Peste porcine africaine: un mystère belge
Le 06 juin 2019
Mi-septembre 2018, deux carcasses de sangliers porteurs de la peste porcine africaine étaient retrouvées en Belgique, à dix kilomètres de la frontière française. Si le mystère demeure quant à cette maladie venue d’Europe de l’est mais enjambant l’Allemagne, une enquête est toujours en cours dans le milieu de la chasse.
A l’origine de fortes mortalités chez les suidés (sangliers, porcs) mais sans danger pour l’homme, la peste porcine africaine était jusqu’alors restreinte à l’est de l’Europe. Détecté sur le sol européen en 2012, le virus s’est d’abord étendu de l’Ukraine à la Russie, avant d’entrer dans l’Union européenne en 2014 (Lituanie, Lettonie, Pologne), puis en 2017 en République tchèque et en Roumanie.
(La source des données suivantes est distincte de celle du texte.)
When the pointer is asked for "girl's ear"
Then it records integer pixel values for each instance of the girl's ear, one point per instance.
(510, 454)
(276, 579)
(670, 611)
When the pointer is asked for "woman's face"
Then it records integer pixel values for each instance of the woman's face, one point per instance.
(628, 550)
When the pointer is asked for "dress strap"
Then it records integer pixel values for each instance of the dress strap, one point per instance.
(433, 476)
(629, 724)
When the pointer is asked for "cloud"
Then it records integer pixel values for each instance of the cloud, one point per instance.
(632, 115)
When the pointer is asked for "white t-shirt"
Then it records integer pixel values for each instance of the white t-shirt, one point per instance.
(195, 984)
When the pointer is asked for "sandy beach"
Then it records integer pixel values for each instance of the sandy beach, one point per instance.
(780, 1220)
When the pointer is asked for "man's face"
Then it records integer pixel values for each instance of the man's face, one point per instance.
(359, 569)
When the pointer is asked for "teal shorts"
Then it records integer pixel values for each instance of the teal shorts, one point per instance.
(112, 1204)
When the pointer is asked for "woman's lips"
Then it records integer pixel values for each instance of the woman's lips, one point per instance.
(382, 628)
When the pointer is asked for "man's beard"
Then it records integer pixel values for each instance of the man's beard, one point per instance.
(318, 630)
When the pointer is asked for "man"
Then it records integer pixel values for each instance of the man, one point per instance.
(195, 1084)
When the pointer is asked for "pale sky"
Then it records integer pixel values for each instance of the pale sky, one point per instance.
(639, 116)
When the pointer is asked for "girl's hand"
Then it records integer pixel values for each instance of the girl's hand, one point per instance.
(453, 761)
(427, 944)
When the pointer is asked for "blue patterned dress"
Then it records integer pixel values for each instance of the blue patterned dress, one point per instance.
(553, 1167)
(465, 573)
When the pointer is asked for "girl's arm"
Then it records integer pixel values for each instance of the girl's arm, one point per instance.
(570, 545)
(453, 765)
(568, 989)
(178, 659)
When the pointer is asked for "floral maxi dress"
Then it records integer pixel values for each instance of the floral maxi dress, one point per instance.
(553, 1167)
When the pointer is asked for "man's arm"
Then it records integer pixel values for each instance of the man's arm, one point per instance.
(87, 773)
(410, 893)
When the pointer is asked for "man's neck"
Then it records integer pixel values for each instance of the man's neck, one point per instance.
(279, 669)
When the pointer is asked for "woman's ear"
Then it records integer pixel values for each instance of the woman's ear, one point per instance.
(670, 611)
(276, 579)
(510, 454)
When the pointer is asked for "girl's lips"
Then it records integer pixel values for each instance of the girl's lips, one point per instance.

Sans que l’on sache quel chemin elle a emprunté, la maladie a été retrouvée mi-septembre 2018 chez deux carcasses de sangliers sur la commune wallonne d’Etalle, près de la frontière française. Face au péril économique pour la filière porcine, des mesures de prévention ont rapidement été mises en place. Notamment côté français, avec l’instauration d’une ‘zone blanche’ (Ardennes, Meuse, Meurthe-et-Moselle) au sein de laquelle tous les sangliers sont à abattre.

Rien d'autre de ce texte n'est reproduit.